Multiple endocrine neoplasia type 1 (MEN1) is an autosomal dominant disease that predisposes patients to develop different endocrine tumors, mainly of the pituitary gland (micro- or macroadenoma, functioning or not), the parathyroid glands (primary hyperparathyroidism), and the endocrine pancreas (endocrine tumors of the duodenum and pancreas, functioning or not). Pancreaticoduodenal tumors are a major cause of premature death in patients with MEN1.1,2 Standardized detection and follow-up protocols have shown that almost all patients with MEN1 will develop pancreaticoduodenal tumors at some point during their life.3–5 Moreover, because these protocols include high-performance imaging studies, pancreaticoduodenal tumors are being discovered early in the course of disease. Many small (<1–2 cm) pancreaticoduodenal tumors are detected during routine follow-up in patients with MEN1, raising the controversy as to whether surgery should be performed on patients with small tumors.6
Although most published studies conclude that surgical resection should be done for insulinoma, vasoactive intestinal peptide secreting tumor (VIPoma), glucagonoma, and somatostatinoma, the management of small nonfunctioning pancreatic neuroendocrine tumor (NF-PET) is highly controversial. Some authors recommend an aggressive resection as soon as a tumor is identified but others recommend more conservative management of small tumors, which are variously defined as less than 1 cm, less than 1.5 cm, or 2 cm or smaller.7–13
Our previous studies have shown that the risk of developing lymph node and/or distant metastases correlates with the size of the primary tumor, and that the risk of death was low for patients with MEN1 with small (≤2 cm) NF-PET.14,15 In these studies, 5 (7.7%) of 65 patients with NF-PET of 2 cm or smaller had synchronous lymph node or distant metastases and 2 (3.0%) surgical patients died of the disease. Furthermore, the overall survival of patients with MEN1 with NF-PET of 2 cm or smaller was similar to the survival of patients with MEN1 without pancreaticoduodenal involvement.14 Because of these favorable results, we proposed a conservative approach for patients with MEN1 who present with NF-PET of 2 cm or smaller that do not have aggressive features.14,15 These studies, however, had 2 important limitations. The first was a short mean follow-up time of 3.3 ± 2.6 years for patients who did not have surgery. The second was that metastasis detection is always lower with imaging studies [Endoscopic ultrasound (EUS), computed tomography (CT), or magnetic resonance imaging (MRI)] than with surgery and pathological evaluation. Consequently, some experts doubted the low risk of metastasis we reported and feared that with time, many lymph node and/or distant metastases would appear in the patients who did not have initial surgery.

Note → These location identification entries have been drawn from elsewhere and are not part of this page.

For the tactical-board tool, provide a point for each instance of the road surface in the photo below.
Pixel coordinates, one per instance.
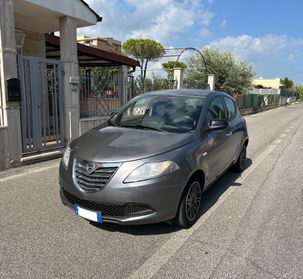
(251, 226)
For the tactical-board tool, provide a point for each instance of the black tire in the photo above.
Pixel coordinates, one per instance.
(239, 166)
(190, 204)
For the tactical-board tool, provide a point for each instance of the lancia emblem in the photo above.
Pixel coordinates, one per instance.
(91, 167)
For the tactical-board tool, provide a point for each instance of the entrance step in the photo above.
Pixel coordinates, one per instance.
(36, 158)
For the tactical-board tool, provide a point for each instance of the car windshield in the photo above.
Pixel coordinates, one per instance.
(176, 114)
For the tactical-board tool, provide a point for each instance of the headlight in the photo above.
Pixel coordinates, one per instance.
(151, 170)
(66, 155)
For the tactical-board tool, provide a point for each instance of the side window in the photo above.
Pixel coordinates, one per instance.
(231, 108)
(216, 109)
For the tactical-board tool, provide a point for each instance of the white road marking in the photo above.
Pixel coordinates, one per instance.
(152, 265)
(7, 178)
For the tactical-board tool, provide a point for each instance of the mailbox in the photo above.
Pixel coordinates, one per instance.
(13, 90)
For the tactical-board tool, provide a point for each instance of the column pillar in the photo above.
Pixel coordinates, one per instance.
(178, 77)
(71, 78)
(122, 84)
(8, 69)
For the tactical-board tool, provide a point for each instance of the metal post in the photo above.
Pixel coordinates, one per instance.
(211, 82)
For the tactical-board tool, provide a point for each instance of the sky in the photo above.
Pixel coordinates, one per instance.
(266, 33)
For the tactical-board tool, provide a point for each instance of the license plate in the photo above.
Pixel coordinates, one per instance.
(87, 214)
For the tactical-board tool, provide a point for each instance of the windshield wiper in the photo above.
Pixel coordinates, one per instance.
(139, 126)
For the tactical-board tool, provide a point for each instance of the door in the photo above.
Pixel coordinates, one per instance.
(41, 104)
(234, 132)
(215, 155)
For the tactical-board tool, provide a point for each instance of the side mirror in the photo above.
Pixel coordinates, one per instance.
(217, 124)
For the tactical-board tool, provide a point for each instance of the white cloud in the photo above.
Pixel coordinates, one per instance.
(272, 55)
(223, 23)
(246, 46)
(157, 19)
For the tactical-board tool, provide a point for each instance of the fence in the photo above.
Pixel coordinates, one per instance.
(255, 100)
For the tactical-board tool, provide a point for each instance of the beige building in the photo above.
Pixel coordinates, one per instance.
(40, 76)
(275, 83)
(107, 44)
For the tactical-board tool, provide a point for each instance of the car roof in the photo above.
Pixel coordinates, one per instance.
(186, 92)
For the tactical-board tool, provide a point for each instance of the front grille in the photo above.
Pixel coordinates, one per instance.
(109, 210)
(92, 176)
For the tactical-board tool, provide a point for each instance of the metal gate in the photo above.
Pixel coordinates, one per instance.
(42, 103)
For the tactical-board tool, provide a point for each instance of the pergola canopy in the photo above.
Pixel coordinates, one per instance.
(88, 56)
(43, 16)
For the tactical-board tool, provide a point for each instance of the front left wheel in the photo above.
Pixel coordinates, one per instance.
(190, 205)
(239, 166)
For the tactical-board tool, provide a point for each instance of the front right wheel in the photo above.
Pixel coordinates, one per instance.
(190, 205)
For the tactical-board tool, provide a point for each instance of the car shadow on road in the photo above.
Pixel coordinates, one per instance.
(210, 197)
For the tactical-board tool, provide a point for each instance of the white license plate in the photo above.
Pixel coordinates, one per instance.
(87, 214)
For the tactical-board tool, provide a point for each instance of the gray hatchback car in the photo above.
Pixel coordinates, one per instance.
(154, 158)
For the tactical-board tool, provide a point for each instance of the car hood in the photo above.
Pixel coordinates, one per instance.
(116, 144)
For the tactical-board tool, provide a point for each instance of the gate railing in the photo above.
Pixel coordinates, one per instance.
(2, 121)
(99, 92)
(42, 103)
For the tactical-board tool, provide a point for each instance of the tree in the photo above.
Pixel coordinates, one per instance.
(287, 83)
(169, 67)
(144, 50)
(232, 75)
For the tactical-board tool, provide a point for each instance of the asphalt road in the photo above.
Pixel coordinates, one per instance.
(251, 226)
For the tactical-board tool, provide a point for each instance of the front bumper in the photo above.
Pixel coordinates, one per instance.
(152, 201)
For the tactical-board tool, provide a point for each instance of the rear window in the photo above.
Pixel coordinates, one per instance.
(231, 108)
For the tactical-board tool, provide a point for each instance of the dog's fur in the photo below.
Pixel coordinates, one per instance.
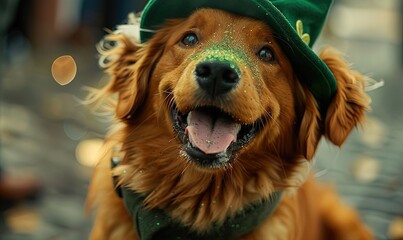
(149, 78)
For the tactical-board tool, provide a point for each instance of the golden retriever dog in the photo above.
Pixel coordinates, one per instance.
(215, 136)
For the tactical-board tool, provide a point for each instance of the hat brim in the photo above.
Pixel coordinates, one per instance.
(309, 67)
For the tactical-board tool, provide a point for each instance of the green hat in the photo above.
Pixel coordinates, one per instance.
(297, 22)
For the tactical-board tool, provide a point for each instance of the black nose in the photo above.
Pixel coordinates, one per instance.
(216, 77)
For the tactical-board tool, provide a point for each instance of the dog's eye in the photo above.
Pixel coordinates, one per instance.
(266, 55)
(189, 39)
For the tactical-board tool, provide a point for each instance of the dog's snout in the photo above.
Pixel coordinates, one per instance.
(216, 77)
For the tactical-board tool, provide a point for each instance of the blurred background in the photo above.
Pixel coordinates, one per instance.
(49, 141)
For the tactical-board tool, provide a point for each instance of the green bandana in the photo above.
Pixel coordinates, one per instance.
(296, 23)
(156, 224)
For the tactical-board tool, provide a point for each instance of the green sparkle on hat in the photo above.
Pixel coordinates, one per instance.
(296, 22)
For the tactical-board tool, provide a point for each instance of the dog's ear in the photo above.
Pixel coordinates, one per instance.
(130, 65)
(350, 102)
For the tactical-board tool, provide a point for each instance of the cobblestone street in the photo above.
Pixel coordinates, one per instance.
(42, 123)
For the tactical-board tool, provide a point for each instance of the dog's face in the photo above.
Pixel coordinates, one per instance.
(214, 113)
(225, 85)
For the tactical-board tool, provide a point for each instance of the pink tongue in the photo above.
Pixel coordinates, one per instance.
(208, 136)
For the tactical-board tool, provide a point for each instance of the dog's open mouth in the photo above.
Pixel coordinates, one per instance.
(211, 137)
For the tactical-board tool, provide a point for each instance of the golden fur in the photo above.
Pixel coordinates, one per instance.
(149, 78)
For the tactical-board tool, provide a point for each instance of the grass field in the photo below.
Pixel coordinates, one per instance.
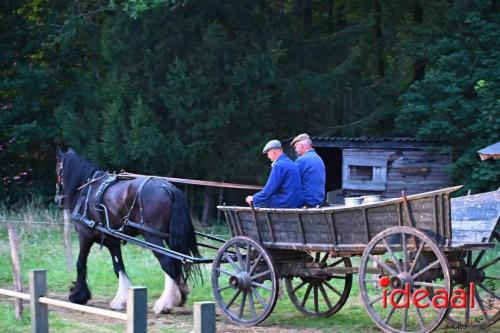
(41, 246)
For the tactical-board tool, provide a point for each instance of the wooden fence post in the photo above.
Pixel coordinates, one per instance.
(137, 306)
(204, 317)
(16, 270)
(39, 311)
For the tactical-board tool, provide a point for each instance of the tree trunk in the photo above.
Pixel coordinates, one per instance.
(418, 64)
(379, 40)
(330, 16)
(208, 204)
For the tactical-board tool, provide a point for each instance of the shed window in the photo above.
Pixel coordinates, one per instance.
(360, 172)
(364, 172)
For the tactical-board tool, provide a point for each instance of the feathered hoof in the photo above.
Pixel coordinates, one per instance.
(79, 294)
(160, 309)
(118, 304)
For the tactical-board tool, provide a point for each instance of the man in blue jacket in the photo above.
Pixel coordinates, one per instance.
(283, 189)
(312, 171)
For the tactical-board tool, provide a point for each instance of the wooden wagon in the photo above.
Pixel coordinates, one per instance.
(401, 248)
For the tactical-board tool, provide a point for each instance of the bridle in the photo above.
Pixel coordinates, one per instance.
(59, 197)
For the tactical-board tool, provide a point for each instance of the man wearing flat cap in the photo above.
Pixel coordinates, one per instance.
(312, 171)
(283, 188)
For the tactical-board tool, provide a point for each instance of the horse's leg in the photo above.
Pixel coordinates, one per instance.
(120, 300)
(172, 295)
(80, 292)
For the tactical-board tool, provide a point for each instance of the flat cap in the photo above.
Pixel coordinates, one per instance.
(300, 137)
(273, 144)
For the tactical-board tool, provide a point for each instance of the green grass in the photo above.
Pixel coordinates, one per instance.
(42, 247)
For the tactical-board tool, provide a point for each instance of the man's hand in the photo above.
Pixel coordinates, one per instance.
(249, 200)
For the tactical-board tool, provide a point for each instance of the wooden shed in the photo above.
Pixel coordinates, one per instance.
(379, 165)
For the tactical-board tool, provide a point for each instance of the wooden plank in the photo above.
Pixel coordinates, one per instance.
(83, 308)
(474, 217)
(15, 294)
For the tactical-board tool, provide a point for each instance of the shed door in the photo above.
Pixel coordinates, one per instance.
(332, 157)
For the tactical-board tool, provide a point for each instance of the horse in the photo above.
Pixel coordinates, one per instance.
(157, 204)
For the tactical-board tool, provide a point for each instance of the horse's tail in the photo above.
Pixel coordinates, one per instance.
(181, 231)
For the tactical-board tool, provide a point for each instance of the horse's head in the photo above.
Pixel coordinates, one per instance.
(59, 197)
(72, 171)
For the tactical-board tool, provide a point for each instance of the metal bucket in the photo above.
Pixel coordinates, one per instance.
(371, 198)
(352, 201)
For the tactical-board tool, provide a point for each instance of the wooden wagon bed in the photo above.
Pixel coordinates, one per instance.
(347, 230)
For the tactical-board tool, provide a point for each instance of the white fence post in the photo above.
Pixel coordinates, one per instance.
(204, 317)
(137, 306)
(39, 311)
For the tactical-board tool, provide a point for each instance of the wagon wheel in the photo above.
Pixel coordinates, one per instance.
(244, 281)
(321, 296)
(411, 260)
(481, 268)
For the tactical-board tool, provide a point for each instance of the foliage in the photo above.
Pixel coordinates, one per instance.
(195, 88)
(458, 103)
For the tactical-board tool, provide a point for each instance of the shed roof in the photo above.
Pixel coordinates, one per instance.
(367, 142)
(492, 151)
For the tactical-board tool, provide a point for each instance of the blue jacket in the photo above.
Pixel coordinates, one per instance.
(282, 189)
(313, 176)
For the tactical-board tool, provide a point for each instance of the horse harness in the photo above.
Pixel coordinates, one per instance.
(99, 205)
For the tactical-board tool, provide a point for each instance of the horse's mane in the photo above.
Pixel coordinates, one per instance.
(77, 171)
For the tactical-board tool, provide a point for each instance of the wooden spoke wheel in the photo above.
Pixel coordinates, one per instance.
(404, 258)
(244, 281)
(321, 296)
(481, 268)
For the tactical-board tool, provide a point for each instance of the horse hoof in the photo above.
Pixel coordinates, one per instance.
(161, 309)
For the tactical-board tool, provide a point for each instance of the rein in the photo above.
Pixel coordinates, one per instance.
(92, 181)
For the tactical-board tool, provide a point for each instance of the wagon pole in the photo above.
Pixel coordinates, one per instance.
(16, 270)
(196, 182)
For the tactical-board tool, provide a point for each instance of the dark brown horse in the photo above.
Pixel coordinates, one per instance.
(154, 203)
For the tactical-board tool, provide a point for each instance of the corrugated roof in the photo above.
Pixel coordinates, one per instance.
(492, 151)
(370, 142)
(367, 139)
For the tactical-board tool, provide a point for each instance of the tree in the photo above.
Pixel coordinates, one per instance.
(457, 103)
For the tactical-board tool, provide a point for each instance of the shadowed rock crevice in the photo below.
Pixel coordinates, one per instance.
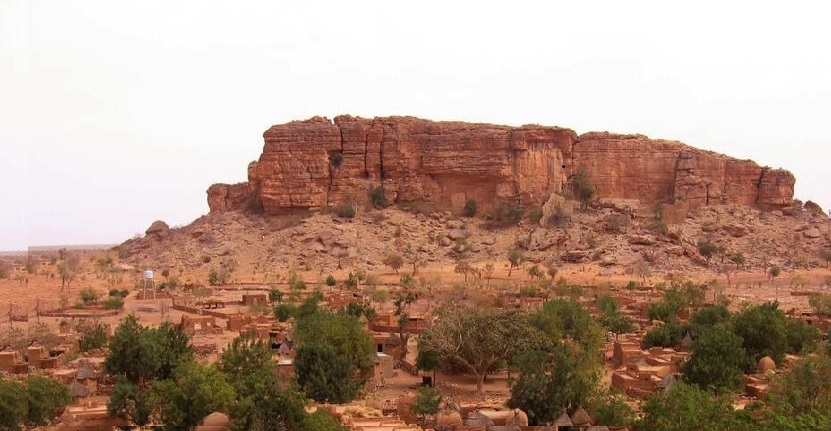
(448, 162)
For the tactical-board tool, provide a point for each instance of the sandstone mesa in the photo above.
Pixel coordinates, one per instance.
(317, 162)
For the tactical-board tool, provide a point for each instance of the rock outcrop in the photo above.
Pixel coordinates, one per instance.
(158, 230)
(318, 162)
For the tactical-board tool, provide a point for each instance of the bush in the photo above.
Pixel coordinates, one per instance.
(218, 277)
(47, 398)
(394, 261)
(282, 312)
(583, 187)
(617, 223)
(668, 335)
(469, 209)
(345, 210)
(113, 303)
(560, 216)
(802, 338)
(89, 295)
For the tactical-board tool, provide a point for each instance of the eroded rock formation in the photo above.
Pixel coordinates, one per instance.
(318, 162)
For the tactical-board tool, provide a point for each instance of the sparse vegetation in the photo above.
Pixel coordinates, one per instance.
(583, 187)
(89, 295)
(345, 210)
(504, 215)
(514, 260)
(394, 261)
(378, 197)
(535, 215)
(336, 158)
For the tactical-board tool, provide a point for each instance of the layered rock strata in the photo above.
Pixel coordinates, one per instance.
(318, 162)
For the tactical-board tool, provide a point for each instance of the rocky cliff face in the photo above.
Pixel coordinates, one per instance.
(317, 162)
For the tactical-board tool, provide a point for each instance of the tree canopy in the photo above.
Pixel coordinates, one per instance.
(717, 360)
(478, 339)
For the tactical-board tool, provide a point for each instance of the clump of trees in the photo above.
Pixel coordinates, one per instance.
(335, 354)
(159, 381)
(33, 403)
(553, 355)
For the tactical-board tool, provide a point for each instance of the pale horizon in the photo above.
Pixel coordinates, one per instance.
(116, 114)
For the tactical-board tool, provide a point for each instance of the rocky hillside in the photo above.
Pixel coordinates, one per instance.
(613, 237)
(317, 163)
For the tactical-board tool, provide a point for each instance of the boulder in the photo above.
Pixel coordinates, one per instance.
(642, 239)
(811, 233)
(158, 230)
(736, 230)
(457, 234)
(575, 256)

For all these reasons, we conducted a prospective, long-term follow-up study of the same cohort of patients with MEN1 with small NF-PET who had not undergone surgery during the initial follow-up period.
Data Collection and Analysis
A task of the Groupe d’Etude des Tumeurs Endocrines (GTE; French Endocrine Tumor Study Group) is to maintain a registry of patients with MEN1 at the Center for Epidemiology of the Population at the University of Bourgogne in Dijon, France, receiving reports on patients with MEN1 from 5 French and Belgium laboratories accredited for genetic testing of MEN1 and also from primary care physicians. Registry data for patients with MEN1 include results of genetic testing, clinic visit reports, operative reports, pathology reports, and hospital discharge summaries.2,16
The MEN1 cohort was approved by the Consultative Committee on Treatment of Information in Health Research (file number 12.364) and the CNIL (National Committee for Data Protection, authorization number DR 2013-348). Informed consent was not required, but patients were informed about their right to withdraw their data from the cohort.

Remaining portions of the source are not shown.